OBJECTIVES
Objectives culls 64 new works by the artist that explore the polysemic meaning of the exhibition’s title: art as object, art as objectification, and the art objective. The exhibition is a survey of the artist’s experimentation with form, his manipulation of images, and his own struggle with artistic purpose.
Ubiera’s recent sculptures participate in a body of work that plays with form and function. Sculptures, clocks, busts - all are animated objects with visceral movements and look as if they can be manipulated, adjusted, or positioned to take on different meanings and functions.

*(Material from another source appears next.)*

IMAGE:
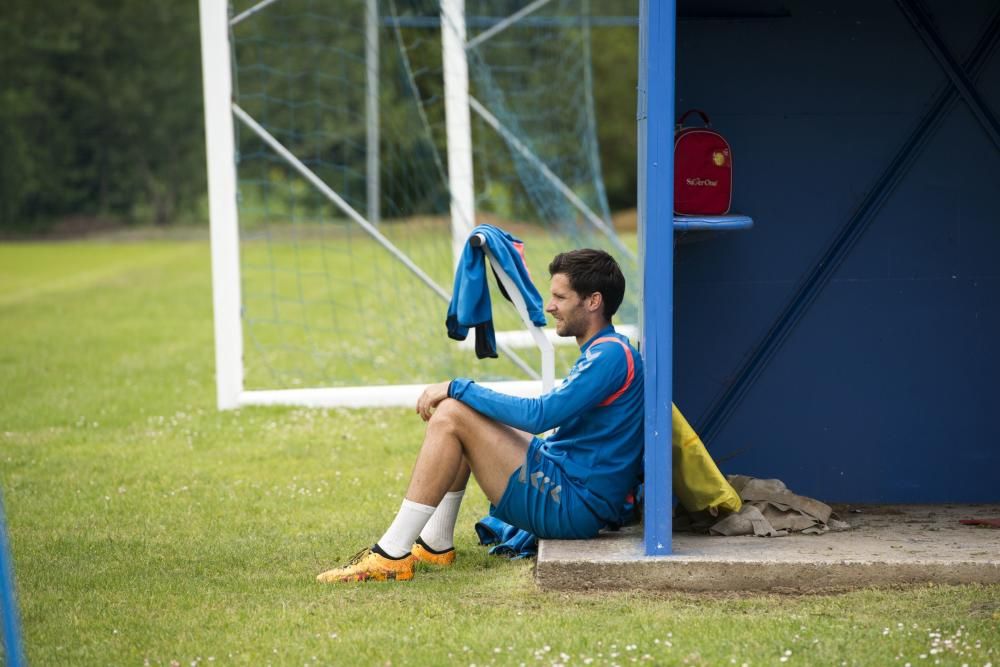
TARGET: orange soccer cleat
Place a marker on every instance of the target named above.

Ubiera’s "Playboy" series includes re-purposed Playboy ads from the 1970's into a contemporary 90's neon aesthetic. Scavenged from antique stores in the Berkshires, the magazines act in some cases as inspiration and in others as medium, each piece drawing from the magazine’s familiar motifs - nudes, cigarettes, blues performances - while diluting any vulgarities with playful colors and cut paper.
The artist’s black and white monochrome prints play with iconic images, such as the 1960's fashion photographer Richard Avedon’s "Miss Shrimpton in NASA Space Suit." The series' sometimes nostalgic imagery from the artists’ youth - space, horror movies, skate boarding - is complimented by more recent references to the Netflix television era.
Edward Ubiera is a Brooklyn-based artist working in drawing, painting, sculpture, and print-making. His practice focuses on illustration and collage that teeters between the figurative, the literal, and the abstract. This is his first solo show in New York.